I have tried to keep the syntax as close to the spec but it's not working as expected. E.g. it matches

"""This is a string."""
"""This is another string."""

as one token.

This is probably because [\x22]{3} LCHAR* [\x22]{3} will keep eating up triple quotes as individual ones, until it finds the final triple quote from the second string.

Is it possible to specify a non-greedy operator, or work around that in some way?

Thanks.

Ulya Trofimovich · Answer 1 · Thu May 05 2022 14:48:11 GMT+0800 (China Standard Time)

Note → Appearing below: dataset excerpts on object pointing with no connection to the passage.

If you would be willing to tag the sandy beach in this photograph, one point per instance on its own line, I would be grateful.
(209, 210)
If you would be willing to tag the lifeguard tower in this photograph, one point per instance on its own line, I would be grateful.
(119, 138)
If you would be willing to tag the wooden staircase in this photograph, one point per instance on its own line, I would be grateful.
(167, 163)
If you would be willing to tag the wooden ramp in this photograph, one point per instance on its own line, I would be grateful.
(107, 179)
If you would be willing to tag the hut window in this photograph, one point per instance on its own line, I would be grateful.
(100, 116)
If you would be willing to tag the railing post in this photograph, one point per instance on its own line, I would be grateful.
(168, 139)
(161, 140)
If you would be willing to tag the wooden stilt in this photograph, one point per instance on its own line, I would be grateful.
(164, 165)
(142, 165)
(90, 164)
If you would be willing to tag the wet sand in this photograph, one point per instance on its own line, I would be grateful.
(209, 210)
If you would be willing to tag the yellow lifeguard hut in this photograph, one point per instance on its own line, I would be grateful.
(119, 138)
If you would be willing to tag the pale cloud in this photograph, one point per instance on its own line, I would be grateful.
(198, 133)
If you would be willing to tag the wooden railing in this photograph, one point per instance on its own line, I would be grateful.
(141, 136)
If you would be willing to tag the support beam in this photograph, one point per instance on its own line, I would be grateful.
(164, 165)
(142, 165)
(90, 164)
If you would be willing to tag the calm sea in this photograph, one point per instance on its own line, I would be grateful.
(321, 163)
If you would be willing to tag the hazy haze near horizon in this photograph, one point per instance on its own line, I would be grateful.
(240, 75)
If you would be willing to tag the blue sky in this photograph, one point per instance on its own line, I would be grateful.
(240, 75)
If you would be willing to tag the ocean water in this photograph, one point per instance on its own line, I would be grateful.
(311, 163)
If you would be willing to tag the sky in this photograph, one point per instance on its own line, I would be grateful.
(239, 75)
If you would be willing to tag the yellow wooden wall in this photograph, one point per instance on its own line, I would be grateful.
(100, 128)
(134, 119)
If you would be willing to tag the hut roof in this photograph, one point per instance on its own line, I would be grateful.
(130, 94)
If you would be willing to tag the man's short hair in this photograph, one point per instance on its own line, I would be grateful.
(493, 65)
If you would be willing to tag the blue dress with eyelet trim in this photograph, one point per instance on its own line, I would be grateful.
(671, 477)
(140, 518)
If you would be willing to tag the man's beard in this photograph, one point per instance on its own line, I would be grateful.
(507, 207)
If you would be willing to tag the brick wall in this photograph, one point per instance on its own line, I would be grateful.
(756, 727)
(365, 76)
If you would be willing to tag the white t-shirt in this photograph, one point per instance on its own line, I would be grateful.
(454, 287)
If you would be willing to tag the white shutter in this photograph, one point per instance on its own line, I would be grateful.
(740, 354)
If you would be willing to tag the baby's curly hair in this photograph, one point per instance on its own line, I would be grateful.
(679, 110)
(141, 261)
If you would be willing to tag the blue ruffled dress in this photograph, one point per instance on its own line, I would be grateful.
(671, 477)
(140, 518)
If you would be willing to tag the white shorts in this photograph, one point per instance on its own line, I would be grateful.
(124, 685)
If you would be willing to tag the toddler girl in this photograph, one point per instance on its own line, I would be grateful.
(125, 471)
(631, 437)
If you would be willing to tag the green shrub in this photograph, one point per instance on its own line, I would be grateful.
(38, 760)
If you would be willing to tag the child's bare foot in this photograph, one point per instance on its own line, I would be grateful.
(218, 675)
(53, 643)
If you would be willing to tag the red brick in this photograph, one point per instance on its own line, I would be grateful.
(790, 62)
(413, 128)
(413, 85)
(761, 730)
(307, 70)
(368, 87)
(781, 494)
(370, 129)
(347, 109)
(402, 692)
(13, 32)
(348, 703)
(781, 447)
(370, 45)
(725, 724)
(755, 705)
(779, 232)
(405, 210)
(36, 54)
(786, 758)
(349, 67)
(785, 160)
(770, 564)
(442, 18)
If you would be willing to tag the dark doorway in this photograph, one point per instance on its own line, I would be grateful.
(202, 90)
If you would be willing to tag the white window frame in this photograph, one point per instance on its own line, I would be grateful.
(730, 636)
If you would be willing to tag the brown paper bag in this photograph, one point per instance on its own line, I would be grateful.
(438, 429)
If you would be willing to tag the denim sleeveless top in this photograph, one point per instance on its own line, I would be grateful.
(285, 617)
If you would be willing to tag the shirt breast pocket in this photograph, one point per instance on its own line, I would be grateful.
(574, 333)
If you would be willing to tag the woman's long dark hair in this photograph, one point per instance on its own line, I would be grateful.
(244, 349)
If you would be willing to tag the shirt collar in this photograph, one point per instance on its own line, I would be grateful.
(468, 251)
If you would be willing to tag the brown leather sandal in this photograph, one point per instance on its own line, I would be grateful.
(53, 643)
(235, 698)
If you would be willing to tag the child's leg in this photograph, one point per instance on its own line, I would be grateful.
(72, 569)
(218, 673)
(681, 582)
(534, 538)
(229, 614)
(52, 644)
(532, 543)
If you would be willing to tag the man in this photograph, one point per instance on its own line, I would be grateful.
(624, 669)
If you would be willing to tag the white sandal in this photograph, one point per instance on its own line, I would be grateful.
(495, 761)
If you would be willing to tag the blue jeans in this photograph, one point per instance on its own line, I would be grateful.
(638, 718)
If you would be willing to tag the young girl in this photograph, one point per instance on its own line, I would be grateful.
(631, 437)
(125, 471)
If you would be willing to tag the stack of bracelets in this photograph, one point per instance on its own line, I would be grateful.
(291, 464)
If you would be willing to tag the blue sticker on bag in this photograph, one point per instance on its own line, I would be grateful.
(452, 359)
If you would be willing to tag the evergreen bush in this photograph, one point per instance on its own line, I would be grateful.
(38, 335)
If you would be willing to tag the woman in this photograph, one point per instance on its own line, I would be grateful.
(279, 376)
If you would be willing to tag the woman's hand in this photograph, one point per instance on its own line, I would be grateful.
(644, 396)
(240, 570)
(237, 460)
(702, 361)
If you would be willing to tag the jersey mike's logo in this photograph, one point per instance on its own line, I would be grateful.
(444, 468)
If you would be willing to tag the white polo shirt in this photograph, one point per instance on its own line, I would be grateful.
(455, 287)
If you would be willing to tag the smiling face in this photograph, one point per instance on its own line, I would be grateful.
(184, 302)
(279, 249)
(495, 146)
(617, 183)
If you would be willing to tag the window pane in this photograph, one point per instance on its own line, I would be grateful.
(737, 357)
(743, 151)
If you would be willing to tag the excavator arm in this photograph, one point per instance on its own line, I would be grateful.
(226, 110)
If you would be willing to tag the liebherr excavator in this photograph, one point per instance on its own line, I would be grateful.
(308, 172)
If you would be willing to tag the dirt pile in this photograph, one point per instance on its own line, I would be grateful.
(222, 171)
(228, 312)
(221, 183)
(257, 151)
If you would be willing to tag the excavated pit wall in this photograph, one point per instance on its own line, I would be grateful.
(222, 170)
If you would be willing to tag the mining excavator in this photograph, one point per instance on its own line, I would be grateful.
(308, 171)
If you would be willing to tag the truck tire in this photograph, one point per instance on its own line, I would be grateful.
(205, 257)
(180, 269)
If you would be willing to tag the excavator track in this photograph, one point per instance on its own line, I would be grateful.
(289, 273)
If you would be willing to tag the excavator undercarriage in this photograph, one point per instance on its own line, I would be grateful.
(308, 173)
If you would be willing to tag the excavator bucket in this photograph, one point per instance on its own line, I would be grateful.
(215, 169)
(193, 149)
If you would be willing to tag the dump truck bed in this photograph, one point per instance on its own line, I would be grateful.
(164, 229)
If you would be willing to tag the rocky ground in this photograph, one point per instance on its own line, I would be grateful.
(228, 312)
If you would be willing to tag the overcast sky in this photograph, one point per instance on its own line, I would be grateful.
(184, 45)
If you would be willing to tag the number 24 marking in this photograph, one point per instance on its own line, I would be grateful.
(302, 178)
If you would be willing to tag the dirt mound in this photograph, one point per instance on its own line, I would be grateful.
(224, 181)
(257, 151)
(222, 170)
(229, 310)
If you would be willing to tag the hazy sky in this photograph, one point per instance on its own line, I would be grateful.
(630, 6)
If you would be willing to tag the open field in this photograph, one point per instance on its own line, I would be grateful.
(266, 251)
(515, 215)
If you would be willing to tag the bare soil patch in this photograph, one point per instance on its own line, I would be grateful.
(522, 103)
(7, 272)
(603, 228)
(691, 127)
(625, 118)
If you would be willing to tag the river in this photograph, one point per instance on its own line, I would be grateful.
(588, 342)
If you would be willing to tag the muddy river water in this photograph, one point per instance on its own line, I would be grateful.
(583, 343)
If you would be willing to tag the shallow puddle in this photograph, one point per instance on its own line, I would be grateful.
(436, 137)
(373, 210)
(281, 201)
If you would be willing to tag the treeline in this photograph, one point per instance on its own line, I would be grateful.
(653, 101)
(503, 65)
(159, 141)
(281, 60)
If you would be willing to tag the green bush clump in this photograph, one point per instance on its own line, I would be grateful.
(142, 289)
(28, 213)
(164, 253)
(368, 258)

Hi! You are right, it happens because of greediness. You can restructure the lexer to eat one LCHAR at a time and loop, this way the terminating three quotes will take prcedence. See the example below (I assumed null-terminated strings, so I added exclusion of null in the middle of a string as well --- but this is unrelated).

#include <assert.h>
#include <stdio.h>

int lex(const char *s) {
    const char *YYCURSOR = s, *YYMARKER;
    /*!re2c
        re2c:yyfill:enable = 0;
        re2c:define:YYCTYPE = "unsigned char";
        re2c:encoding:utf8 = 1;

        HEX             = [\x30-\x39\x41-\x46];
        CHAR_BASE       = "\\u" HEX{4} | "\\U" HEX{8} | '\\' | [\U0000005D-\U0010FFFF];
        CHARACTER       = CHAR_BASE | [\x20-\x5B];
        ECHAR           = CHARACTER | ([\\] [tnr]) | [\x00];
        LCHAR           = ECHAR | ([\\] ["]) | [\t\n\r];
    */
    int count = 0;
space:
    /*!re2c
        *         { return -1; }
        [\x22]{3} { goto lchar; }
        [\n]      { goto space; }
        [\x00]    { return count; }
    */
lchar:
    /*!re2c
        *         { return -1; }
        [\x00]    { return -2; }
        [\x22]{3} { ++count; goto space; }
        LCHAR     { goto lchar; }
    */
}

int main() {
    assert(lex("\"\"\"one\"\"\"") == 1);
    assert(lex("\"\"\"one\"\"\"\n\"\"\"two\"\"\"") == 2);
    assert(lex("\"\"\"one\"\"\"\n\"\"\"two\"\"\"\n\"\"\"th\\\"ree\"\"\"") == 3);
    assert(lex("\"\"\"unterminated\"\"") == -2);
    return 0;
}

I don't think it's possible to do what you want in one lexeme --- I can imagine it if re2c supported negation operator (which it doesn't), but even so the resulting automaton would be unnecessarily large due to the necessity to unfold counted repetition of quotes.

Ulya Trofimovich · Answer 2 · Thu May 05 2022 15:22:31 GMT+0800 (China Standard Time)

By the way you can also use start conditions to write multiple lexer blocks as one.

Stefano Cossu · Answer 3 · Thu May 05 2022 23:05:47 GMT+0800 (China Standard Time)

Thanks! I will try to implement your solution, and look into starting conditions which I haven't yet grasped completely.